If this isn’t what you mean, could you provide a concrete example of the code and the error messages?

I don’t know enough OCaml to get a lot of value out of that blog (I don’t even know if I was reading the posts you were hinting at…), but it seems like you may be able to at least get the “sense” of it via traits/generics.

Why not? Either you can have each allocator argument be something like MyAlloc { local: ..., global: Rc<Allocator> } (possibly generic, MyAlloc<Rc<Allocator>>), or store the local state opaquely/internally inside the trait object pointer. (Maybe I’m misunderstanding… I also don’t quite understand how multi-parameter traits relate.)

I was careful to avoid saying it was a problem, because it’s not; it just needs to be explicitly mentioned and handled when talking about existentials. In any case, the current plan for how Rust will handle this is DST (mostly implemented, AIUI).


#6

An allocator primarily needs mutable global state. I’m anticipating this usage:

#[deriving(Clone)]
struct MyAlloc {
    state: Rc<RefCell<MyGlobalState>>
}
impl Allocator for MyAlloc { ... }

#7

Huon: So as far as I know, there are 5 kinds of vaguely import-like mechanism one can use in Rust:

  • extern crate
  • use (module)
  • lang items
  • extern function declarations
  • trait implementation

lang items shouldn’t be used in normal code so we can ignore those.
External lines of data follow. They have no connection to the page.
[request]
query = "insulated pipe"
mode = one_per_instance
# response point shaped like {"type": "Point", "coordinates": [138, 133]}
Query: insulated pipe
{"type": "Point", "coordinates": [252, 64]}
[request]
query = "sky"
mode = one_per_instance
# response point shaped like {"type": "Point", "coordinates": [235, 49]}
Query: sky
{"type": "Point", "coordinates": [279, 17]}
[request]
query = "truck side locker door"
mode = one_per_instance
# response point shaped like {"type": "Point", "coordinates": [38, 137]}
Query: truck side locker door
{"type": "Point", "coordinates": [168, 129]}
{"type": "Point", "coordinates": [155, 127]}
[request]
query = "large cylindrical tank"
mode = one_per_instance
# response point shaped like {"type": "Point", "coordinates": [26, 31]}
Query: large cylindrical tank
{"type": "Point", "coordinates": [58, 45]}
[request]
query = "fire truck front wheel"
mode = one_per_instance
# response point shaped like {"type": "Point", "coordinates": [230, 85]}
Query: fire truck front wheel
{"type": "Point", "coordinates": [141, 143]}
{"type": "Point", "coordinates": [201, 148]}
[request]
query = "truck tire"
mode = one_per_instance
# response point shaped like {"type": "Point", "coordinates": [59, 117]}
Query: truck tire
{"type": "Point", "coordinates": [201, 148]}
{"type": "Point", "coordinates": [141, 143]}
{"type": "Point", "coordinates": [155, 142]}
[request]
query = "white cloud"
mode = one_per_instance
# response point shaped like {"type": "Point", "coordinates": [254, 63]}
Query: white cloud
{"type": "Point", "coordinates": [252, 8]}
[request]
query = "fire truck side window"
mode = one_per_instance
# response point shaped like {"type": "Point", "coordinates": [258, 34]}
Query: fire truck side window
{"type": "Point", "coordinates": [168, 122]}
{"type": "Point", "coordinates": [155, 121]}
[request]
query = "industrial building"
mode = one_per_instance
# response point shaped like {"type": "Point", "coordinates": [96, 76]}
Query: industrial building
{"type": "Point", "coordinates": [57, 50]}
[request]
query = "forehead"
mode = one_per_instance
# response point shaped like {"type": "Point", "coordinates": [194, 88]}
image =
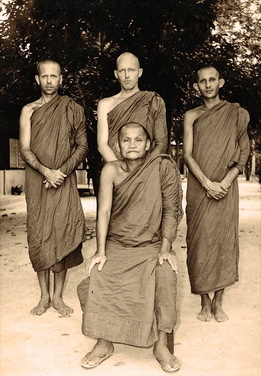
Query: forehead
{"type": "Point", "coordinates": [128, 61]}
{"type": "Point", "coordinates": [207, 72]}
{"type": "Point", "coordinates": [50, 68]}
{"type": "Point", "coordinates": [133, 131]}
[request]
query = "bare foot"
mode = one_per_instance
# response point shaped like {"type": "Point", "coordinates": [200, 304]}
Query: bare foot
{"type": "Point", "coordinates": [61, 307]}
{"type": "Point", "coordinates": [218, 312]}
{"type": "Point", "coordinates": [42, 306]}
{"type": "Point", "coordinates": [168, 362]}
{"type": "Point", "coordinates": [205, 313]}
{"type": "Point", "coordinates": [101, 351]}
Use and extern crate mean exactly one satisfying module or crate can be used as a dependency within a program. More implementations can be made with conditional compilation, but that doesn’t work for instantiating the dependency different ways in one program.

trait implementation isn’t normally thought of as a import mechanism to my knowledge, but it does fit the bill in that by defining a few things local, one gets access to functionality defined elsewhere. Also it is the only one that allows multiple instantiations in that there can be multiple impls.

However what does one do if they want multiple instantiations where the functions to be imported have no common argument (that could be used to dispatch on for the trait). The best that can be done is add an argument of the same type to all of them and make a trait around that, with the idea that that each impl would involve a new zero-width type.


#8

type DynAllocBox<T> = exists <A> (Alloc<A>, Box<T, A>) with selfless traits/Alloc, which IMO is much cleaner.


#9

If you want to allow for dynamically-dispatched allocators, then allocators become non-zero-size (because of the vtable), and you do need to pass the allocator around as a parameter (because there are multiple allocators with the same type).